On the other hand, for Computer Vision models that typically can fit on a single GPU, Distributed Data Parallelism (DDP) often proves more efficient, allowing for the entire model to be run while avoiding the GPU communication overhead associated with FSDP.

Why Can’t We Run the Model Sequentially?

Suppose we find ourselves wanting to run a large model that won’t fit on a single GPU. The “naive” approach to running the model involves splitting the model in a so-called “vertical” way by allocating different model layers to different GPUs. Each GPU handles a specific set of layers, and the whole model can be run sequentially. Problem solved, right? Unfortunately, that’s not the case—this naive method has significant limitations, and we’ll show that FSDP is an answer to overcoming them.

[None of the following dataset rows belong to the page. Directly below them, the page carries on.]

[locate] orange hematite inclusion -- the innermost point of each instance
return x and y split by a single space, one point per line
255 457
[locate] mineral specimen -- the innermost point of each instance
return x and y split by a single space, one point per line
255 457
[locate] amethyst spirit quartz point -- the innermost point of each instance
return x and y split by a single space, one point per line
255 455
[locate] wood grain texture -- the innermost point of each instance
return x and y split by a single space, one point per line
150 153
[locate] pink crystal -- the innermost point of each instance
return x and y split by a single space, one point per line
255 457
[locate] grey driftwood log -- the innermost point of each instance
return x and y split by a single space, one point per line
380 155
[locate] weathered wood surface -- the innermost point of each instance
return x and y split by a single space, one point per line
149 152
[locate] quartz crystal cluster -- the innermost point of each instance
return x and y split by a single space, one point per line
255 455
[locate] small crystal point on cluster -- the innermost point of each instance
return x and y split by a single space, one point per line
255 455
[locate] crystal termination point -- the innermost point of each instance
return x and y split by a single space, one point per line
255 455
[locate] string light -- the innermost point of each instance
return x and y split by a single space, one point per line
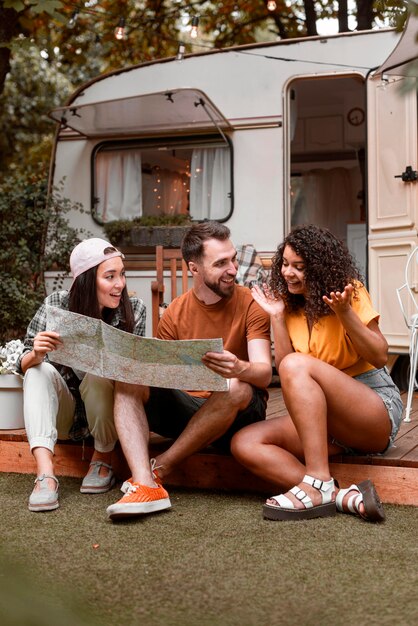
180 52
194 27
73 19
120 30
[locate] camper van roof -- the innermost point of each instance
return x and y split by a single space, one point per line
401 60
174 110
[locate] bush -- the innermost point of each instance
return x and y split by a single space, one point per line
35 236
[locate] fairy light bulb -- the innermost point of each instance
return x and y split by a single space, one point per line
72 20
194 27
120 30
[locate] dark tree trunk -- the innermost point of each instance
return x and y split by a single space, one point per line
364 14
8 28
310 17
343 16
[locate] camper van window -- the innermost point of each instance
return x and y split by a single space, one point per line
135 180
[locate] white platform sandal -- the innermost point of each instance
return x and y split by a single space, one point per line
285 509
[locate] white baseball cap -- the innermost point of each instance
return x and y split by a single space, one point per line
89 253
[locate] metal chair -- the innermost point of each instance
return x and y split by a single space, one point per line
409 308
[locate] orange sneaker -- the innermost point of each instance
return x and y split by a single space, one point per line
139 499
125 485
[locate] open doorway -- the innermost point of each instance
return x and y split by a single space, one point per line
327 157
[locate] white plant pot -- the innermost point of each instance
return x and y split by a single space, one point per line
11 402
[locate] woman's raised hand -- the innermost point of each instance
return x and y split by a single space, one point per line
266 299
339 301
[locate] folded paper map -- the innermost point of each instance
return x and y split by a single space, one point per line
92 346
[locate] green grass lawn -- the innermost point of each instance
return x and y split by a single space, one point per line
210 560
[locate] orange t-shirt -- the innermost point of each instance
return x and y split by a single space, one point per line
236 320
329 340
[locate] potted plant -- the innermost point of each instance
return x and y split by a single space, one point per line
11 387
146 231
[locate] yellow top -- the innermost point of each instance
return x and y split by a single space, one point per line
329 341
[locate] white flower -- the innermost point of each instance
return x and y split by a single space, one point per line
9 354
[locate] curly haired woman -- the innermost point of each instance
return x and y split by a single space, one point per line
331 356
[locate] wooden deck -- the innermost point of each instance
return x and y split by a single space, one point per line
395 474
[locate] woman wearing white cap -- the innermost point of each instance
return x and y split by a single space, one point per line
60 402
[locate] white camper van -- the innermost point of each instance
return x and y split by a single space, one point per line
262 137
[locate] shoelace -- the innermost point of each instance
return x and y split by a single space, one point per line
154 468
132 487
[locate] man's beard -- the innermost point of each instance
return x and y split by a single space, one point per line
222 292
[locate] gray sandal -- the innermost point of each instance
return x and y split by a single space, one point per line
94 483
44 498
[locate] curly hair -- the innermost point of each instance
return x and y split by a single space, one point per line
329 266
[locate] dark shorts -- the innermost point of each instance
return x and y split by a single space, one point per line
170 410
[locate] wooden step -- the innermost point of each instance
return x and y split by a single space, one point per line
395 474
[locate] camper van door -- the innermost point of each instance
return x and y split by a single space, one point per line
392 155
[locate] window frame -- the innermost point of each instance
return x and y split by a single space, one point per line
180 142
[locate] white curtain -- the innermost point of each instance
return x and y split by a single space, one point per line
165 192
118 185
209 183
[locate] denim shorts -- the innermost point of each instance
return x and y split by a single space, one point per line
381 382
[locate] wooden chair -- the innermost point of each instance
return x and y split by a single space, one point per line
172 260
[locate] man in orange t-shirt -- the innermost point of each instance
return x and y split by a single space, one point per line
215 306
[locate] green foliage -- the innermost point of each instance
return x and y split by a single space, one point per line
35 236
34 86
118 230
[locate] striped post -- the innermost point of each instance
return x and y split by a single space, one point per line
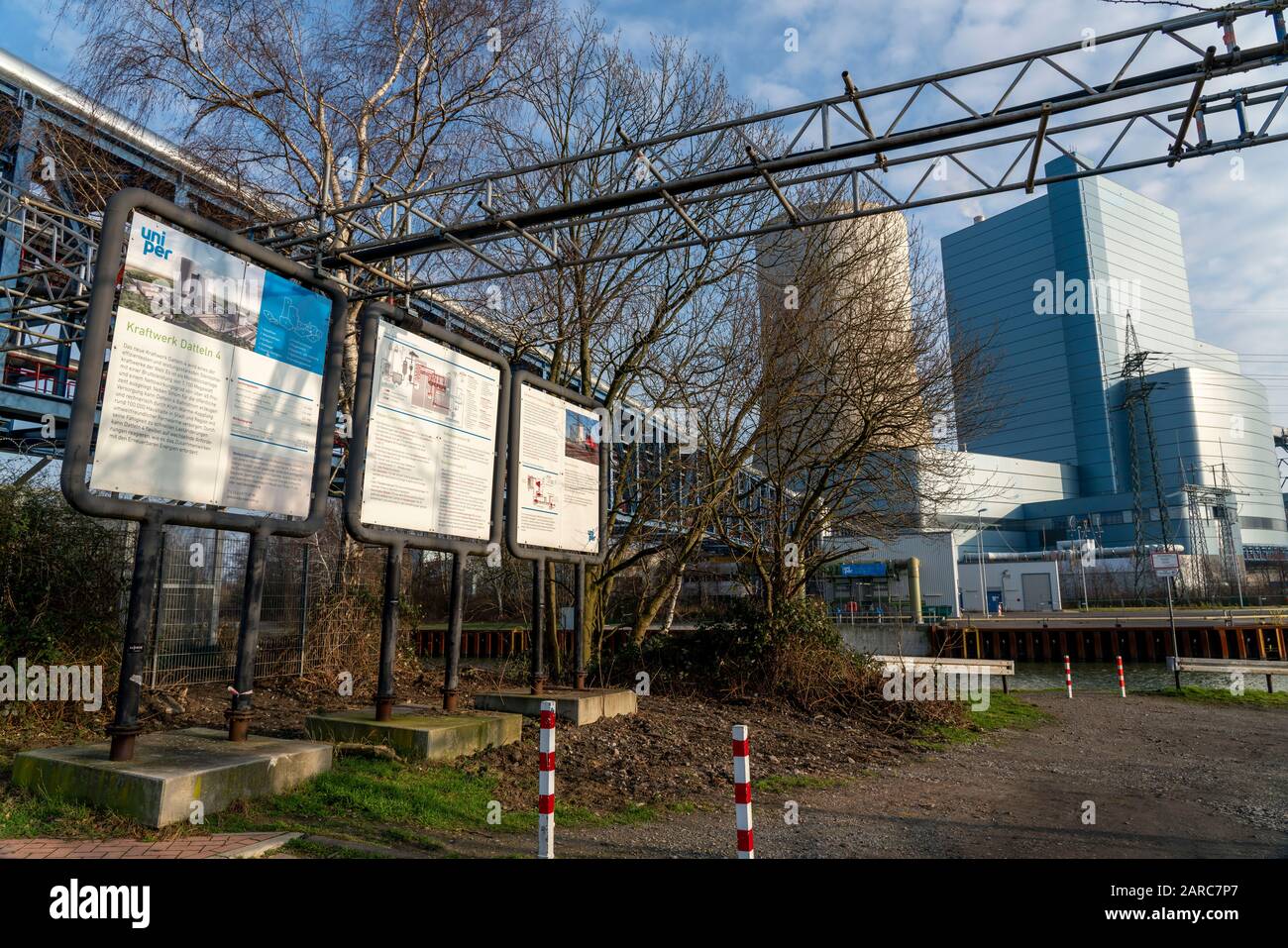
742 791
546 786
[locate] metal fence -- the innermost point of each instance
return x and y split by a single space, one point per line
197 610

Let’s consider a scenario with n GPUs and a model size denoted as S, in which the model cannot fit on one GPU but can fit on all the GPUs combined. After splitting the model “vertically,” each GPU has a slice of the model of size S/n. The time it takes for a single GPU to run the forward pass on its model slice is represented as T_forward, and the backward run time is denoted as T_backward.

This approach allows for a complete forward pass in just T_forward*n, reflecting the best case of FSDP. Moreover, only the activations are passed, not the model weights, gradients or the optimizer state.

This strategy, at least at a first glance, seems to be a valid way for model training with multiple GPUs, and given the straightforward nature of the approach, one might question the necessity of doing anything more complicated—it seems we have no need for extensive GPU communication, splitting the dataset between the GPUs, or preforming any complicated GPU communication like the operations used in FSDP.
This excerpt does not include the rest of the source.